Iran veröffentlichte Liste legitimer Ziele
Teheran hatte zuvor Vergeltung für einen Angriff auf sein wichtigstes Gasfeld angekündigt. Die iranische Armee drohte, „die Quelle der Aggression“ hart zu treffen. Sie erwäge, „die Kraftstoff-, Energie- und Gasinfrastruktur“ der Länder ins Visier zu nehmen, von denen aus die Angriffe gestartet worden seien. Das iranische Staatsfernsehen veröffentlichte eine Liste „legitimer Ziele“, darunter Öl- und Gasanlagen in Katar, Saudi-Arabien und den Vereinigten Arabischen Emiraten.
Der Angriff am Mittwoch war Teheran zufolge von den USA und Israel ausgeführt worden. Die israelische Armee äußerte sich dazu nicht. Bei dem Angriff hatten nach Angaben des staatlichen iranischen Fernsehens am Mittwoch mehrere Geschoße Einrichtungen in der Energie-Sonderwirtschaftszone in der Hafenstadt Asalujeh am Persischen Golf getroffen, in der Folge brach ein Brand aus. Die getroffenen Anlagen gehören zum Gasfeld „South Pars/North Dome“, das sich der Iran mit dem auf der gegenüberliegenden Küste gelegenen Katar teilt. Mit dem aus dem größten Feld der Welt geförderten Gas deckt der Iran rund 70 Prozent des heimischen Gasbedarfs.
Katar weist Irans Militärattaché aus
Staaten am Persischen Golf wie Katar, die US-Stützpunkte und -Einrichtungen beherbergen, werden infolge des Iran-Kriegs immer wieder Ziel iranischer Angriffe. Die USA und Israel haben im Iran bereits Tausende Ziele angegriffen, vor allem aus der Luft.
Nach den jüngsten Attacken erklärte Katar die Militär- und Sicherheitsattachés der iranischen Botschaft sowie deren Mitarbeiter zu unerwünschten Personen und verwies sie des Landes.

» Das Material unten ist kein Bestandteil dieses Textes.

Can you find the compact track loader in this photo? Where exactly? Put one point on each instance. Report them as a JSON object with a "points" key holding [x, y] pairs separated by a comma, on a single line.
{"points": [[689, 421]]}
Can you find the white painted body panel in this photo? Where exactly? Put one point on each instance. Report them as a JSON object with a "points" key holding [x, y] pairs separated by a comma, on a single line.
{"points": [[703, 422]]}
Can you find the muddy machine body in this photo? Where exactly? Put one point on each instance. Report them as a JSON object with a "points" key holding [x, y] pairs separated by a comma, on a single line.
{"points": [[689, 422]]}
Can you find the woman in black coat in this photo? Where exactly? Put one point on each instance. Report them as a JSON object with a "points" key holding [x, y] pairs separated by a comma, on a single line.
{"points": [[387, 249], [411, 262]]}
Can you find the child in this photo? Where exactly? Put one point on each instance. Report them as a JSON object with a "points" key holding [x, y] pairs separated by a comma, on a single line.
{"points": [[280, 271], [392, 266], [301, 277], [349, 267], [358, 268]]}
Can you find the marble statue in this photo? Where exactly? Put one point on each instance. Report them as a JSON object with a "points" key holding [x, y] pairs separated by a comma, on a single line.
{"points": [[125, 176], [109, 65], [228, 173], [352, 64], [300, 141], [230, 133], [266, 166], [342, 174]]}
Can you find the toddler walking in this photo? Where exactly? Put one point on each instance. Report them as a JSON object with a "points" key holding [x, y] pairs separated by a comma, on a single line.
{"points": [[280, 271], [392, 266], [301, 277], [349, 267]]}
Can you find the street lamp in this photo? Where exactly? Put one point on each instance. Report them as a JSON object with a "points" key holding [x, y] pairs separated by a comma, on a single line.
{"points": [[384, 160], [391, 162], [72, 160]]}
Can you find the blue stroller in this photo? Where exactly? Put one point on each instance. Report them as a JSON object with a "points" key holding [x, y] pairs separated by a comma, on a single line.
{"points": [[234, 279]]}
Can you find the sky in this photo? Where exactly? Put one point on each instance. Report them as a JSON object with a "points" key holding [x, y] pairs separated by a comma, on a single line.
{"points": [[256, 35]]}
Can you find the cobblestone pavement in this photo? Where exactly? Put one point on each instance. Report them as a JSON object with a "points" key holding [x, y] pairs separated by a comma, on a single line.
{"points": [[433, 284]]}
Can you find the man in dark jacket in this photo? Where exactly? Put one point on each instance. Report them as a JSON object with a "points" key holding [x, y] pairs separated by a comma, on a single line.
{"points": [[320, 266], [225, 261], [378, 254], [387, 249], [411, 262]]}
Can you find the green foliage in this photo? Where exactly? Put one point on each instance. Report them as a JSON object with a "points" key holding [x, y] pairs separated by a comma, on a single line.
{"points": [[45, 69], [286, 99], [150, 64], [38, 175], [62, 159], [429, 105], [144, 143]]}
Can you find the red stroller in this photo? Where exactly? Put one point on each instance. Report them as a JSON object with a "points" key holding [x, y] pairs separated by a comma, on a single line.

Abu Dhabi schließt Öl- und Gasanlage nach Angriff
Die Behörden in den Vereinigten Arabischen Emiraten haben unterdessen eine Öl- und Gasanlage im Emirat Abu Dhabi nach einem Raketenangriff geschlossen. Herabstürzende Trümmerteile infolge eines Abwehreinsatzes der Luftabwehr hätten zu „Vorfällen“ geführt, teilte die Regierung in Abu Dhabi mit.
Betroffen ist demnach die Gasanlage Habschan und ein Ölfeld namens Bab. Es gebe keine Verletzten. Die Behörden nannten zunächst keine weiteren Einzelheiten zur Art und Schwere der Schäden.